The visits are reflective of one of the major goals of the rodeo -- to reach out to those in Sikeston and the surrounding area. "These visits are the best things we do at rodeo," Douglas said. "We make people smile, laugh, or just look surprised."

For the most part, a day for the queens begins at 7 a.m. "And we won't be done until 12 at night," Ray said. But Thursday started a bit earlier for the girls, who had to be at the rodeo grounds at 5:50 a.m. to promote the rodeo on KFVS12 and two radio programs. "It was an early morning for us," Duncan said.

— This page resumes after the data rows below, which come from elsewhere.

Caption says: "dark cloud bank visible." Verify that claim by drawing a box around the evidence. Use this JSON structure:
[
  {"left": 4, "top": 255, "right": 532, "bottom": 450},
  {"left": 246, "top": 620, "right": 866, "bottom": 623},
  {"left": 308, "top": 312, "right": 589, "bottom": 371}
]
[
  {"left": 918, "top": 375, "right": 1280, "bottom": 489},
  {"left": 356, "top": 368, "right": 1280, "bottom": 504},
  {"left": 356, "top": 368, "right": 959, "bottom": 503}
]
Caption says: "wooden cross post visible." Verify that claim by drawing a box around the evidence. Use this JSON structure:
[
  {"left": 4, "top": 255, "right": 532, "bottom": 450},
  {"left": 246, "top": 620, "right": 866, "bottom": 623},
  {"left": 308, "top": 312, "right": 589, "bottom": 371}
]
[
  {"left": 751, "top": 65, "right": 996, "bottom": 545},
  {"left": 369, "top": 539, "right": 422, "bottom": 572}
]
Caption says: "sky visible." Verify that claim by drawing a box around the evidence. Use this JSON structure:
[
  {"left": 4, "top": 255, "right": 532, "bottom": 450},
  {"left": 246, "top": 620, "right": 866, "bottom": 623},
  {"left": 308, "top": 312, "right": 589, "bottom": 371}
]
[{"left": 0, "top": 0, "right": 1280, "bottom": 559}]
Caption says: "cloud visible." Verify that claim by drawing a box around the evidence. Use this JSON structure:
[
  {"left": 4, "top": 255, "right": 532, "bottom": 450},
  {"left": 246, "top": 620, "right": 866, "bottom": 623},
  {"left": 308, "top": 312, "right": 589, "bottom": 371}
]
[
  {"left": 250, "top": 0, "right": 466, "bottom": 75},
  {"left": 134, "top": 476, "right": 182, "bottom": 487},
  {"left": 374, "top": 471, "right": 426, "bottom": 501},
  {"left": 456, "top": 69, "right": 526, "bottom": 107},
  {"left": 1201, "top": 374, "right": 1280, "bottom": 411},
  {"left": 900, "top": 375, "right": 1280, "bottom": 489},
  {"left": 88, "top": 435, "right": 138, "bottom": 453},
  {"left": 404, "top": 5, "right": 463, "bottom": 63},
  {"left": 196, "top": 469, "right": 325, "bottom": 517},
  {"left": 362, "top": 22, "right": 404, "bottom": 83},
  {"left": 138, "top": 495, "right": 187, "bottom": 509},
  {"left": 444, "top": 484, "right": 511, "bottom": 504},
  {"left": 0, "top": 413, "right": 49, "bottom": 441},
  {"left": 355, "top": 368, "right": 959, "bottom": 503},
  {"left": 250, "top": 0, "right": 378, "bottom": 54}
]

Their practice Wednesday at Missouri Delta Medical Center and the Convalescent Center helped alleviate their nerves before appearing on TV and radio. "I think it was good that I got some other interaction with people before I did that," Ray said.

Despite their fears of some of the personal interaction, the prospect of riding in the arena every night was exciting, especially for Duncan. "I love being in the lights," Duncan said. "Once I hit the arena, it's just home."

Ray, who isn't so accustomed to the arena, had different feelings. "I'm excited and nervous," she said.

The queens also participated in the parade. The bulk of their duties concluded Saturday night, but they will play a part in helping publicize and run next year's pageant.

The girls said they are loving every minute of it and agree with the Jaycees they could use more time.

"Our time is really limited," Douglas said. "We always wish we could do more."